And why does that matter?
Watching South Park last night summed it up nicely - the kids are conscripted into a child abuse ring... err... I mean a Choir, and are taken to South America for a save the rainforest thing.
Cartman starts complaining the place stinks, and gets the usual "respect other cultures" rhetoric, to which he replies "I'm not insulting their culture, I'm just saying this place stinks!"
And this is why anti-Racism laws are so damn stupid. I live in a town that was traditionally (and to a degree, still is) a chemical town. My home stinks. There all kinds of jokes about my town, such as you can tell you've arrived because the paint starts peeling off your car. It is nowhere near as bad as it was, but on certain days you can still smell the place. Now, combine that with the fact my house backs on to farmland. What to farmers do when its time to plant crops? They spread shit on the field.
So, you've got shit in the north, and chemicals in the south. Hands up everyone who'd like to stand outside my house on fertilizer day?

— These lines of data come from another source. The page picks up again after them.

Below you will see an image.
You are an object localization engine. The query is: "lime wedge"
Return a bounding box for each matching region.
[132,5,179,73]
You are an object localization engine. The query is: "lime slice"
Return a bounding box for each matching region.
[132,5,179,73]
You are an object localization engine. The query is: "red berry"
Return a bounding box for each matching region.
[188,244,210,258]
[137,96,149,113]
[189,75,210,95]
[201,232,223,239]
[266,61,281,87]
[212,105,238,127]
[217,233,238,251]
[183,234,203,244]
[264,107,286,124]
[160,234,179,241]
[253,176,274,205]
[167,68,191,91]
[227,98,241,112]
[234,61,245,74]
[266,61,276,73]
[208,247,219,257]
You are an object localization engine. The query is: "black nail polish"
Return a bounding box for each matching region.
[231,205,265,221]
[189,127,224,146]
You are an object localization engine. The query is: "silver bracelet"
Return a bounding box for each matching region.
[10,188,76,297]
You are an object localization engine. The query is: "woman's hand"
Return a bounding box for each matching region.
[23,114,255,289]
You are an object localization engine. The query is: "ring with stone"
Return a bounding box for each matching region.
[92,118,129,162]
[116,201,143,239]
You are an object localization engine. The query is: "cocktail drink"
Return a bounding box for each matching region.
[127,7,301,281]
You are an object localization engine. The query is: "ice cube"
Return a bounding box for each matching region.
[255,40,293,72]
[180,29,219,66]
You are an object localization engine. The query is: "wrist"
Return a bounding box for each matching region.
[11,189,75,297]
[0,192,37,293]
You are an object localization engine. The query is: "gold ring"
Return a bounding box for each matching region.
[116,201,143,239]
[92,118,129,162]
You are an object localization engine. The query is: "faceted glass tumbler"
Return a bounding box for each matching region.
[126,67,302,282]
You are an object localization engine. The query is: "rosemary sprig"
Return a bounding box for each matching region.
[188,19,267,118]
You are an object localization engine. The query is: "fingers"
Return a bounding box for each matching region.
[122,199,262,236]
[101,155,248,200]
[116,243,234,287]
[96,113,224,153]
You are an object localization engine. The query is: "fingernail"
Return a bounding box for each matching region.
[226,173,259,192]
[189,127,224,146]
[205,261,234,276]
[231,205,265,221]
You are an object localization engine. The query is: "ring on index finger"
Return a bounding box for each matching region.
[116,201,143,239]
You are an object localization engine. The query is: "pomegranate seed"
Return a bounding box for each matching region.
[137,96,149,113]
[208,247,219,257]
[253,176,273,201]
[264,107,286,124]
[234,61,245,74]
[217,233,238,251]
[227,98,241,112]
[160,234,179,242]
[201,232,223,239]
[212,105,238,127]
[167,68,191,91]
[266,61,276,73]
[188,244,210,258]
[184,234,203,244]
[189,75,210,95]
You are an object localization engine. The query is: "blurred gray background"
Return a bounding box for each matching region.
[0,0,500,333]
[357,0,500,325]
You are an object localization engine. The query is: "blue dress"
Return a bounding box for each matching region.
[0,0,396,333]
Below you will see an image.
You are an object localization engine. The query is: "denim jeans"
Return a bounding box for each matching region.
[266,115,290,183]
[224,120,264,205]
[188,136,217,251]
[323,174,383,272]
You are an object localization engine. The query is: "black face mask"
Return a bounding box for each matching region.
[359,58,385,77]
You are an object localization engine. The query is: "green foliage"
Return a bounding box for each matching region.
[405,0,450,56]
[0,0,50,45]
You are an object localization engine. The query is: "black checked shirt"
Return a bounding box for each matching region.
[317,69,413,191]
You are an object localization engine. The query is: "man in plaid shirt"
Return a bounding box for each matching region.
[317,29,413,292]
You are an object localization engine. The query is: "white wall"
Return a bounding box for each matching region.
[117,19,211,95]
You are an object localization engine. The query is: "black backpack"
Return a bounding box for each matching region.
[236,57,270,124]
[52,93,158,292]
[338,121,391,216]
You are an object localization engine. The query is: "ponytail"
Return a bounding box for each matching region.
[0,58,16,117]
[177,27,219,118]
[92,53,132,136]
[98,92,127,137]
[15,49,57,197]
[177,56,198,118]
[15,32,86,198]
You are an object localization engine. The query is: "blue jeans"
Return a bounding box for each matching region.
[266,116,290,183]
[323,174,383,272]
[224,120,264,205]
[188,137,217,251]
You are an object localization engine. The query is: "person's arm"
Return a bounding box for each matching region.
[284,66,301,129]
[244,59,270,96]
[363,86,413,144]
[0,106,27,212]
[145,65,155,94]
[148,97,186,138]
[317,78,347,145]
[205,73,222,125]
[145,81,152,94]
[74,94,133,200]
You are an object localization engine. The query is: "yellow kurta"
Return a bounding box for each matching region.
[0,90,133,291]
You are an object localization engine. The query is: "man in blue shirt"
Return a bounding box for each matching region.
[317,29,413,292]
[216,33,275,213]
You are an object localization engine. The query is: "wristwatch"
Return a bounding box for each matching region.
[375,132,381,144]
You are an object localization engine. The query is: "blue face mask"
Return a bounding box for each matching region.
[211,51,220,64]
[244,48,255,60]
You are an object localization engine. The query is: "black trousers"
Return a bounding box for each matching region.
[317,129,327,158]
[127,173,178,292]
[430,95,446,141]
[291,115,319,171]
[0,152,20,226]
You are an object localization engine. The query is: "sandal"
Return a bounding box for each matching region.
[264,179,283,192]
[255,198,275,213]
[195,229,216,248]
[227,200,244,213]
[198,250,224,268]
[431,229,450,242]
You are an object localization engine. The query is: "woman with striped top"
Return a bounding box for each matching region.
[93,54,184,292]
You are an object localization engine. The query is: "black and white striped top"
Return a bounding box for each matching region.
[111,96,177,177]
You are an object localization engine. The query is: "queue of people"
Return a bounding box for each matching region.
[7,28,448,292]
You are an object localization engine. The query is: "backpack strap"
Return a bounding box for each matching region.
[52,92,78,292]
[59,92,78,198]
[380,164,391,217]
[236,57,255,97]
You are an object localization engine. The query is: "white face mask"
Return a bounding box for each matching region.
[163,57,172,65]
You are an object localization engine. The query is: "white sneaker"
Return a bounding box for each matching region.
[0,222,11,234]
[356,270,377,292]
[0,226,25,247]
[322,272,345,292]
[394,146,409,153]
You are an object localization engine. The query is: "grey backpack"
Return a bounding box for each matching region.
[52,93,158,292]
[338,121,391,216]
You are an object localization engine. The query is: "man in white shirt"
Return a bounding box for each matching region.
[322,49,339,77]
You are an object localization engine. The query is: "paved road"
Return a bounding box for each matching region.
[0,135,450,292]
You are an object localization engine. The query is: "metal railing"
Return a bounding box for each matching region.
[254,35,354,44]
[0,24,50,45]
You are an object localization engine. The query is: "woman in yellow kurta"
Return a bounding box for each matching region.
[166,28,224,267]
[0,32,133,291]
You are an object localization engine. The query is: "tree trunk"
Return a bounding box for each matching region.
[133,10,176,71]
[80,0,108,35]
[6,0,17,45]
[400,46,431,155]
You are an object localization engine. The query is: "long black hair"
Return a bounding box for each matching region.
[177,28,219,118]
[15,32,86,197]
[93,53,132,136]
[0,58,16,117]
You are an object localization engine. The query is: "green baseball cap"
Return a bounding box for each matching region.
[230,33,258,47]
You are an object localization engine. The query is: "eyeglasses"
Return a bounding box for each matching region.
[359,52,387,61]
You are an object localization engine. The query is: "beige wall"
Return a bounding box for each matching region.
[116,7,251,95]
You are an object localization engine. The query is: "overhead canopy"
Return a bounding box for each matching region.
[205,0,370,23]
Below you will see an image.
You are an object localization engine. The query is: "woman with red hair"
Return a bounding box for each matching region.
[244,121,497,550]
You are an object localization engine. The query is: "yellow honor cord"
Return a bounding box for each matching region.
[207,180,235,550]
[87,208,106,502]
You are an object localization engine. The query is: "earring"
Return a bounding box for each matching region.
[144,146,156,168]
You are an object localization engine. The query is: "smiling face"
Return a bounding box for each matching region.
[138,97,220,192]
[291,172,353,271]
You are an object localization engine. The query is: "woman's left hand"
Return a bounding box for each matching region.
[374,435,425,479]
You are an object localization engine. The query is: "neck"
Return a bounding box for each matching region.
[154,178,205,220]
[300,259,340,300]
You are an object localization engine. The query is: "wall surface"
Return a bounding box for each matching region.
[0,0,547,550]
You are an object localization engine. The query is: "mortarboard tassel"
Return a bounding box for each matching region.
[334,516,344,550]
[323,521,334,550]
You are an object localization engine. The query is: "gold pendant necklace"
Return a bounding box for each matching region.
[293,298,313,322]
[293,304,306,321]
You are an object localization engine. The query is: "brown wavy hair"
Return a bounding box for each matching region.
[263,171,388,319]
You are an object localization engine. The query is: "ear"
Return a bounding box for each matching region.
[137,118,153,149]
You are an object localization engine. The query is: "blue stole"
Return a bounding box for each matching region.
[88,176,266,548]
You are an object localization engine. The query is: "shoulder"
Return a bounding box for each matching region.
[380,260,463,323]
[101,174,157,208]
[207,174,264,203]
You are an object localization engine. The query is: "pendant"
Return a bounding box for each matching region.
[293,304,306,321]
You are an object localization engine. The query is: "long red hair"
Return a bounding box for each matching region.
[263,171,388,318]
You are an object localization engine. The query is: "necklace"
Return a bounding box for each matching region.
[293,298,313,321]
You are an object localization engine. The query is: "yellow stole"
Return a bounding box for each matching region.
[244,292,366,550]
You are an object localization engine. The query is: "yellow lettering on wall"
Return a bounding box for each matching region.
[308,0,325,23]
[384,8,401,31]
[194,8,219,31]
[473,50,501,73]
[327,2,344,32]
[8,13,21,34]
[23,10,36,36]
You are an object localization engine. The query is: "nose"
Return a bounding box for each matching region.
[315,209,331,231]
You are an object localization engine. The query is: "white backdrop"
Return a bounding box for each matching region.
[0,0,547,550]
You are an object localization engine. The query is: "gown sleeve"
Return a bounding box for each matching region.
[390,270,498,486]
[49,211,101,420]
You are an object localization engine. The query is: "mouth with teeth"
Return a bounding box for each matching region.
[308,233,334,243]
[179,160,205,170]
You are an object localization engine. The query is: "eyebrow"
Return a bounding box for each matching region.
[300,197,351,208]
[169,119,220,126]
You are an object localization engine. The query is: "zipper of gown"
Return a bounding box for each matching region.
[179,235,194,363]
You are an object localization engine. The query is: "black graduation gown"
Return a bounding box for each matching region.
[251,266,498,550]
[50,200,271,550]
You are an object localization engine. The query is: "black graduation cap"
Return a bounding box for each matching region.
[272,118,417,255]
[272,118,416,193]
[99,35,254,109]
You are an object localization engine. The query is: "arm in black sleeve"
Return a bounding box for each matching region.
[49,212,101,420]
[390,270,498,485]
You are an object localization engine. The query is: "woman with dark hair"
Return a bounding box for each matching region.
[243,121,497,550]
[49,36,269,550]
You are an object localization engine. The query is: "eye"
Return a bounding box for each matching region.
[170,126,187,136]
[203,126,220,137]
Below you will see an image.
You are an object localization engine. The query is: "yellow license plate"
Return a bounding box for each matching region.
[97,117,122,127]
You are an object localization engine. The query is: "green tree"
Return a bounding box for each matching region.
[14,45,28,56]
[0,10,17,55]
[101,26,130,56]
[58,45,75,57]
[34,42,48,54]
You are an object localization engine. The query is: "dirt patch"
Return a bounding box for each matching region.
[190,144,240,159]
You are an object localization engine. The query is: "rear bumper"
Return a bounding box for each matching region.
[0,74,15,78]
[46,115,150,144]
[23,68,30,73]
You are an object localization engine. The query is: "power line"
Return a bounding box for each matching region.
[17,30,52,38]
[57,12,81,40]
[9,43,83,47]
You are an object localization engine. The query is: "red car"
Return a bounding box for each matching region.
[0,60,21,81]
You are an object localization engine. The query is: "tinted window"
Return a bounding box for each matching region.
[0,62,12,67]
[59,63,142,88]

No-one.
If you came into my town and said the place stinks, that isn't racist. If you did it in Iraq, it is. This is why these kind of laws hurt my head so much... what the hell is wrong with calling it as you see it? Under the system we've got now, any black or muslim can get away with murder (literally, in some cases) by playing the Race Card. That fact alone is enough to inspire hatred.
If you want everyone to be equal, you have to TREAT them like equals, and that means people can call blacks black.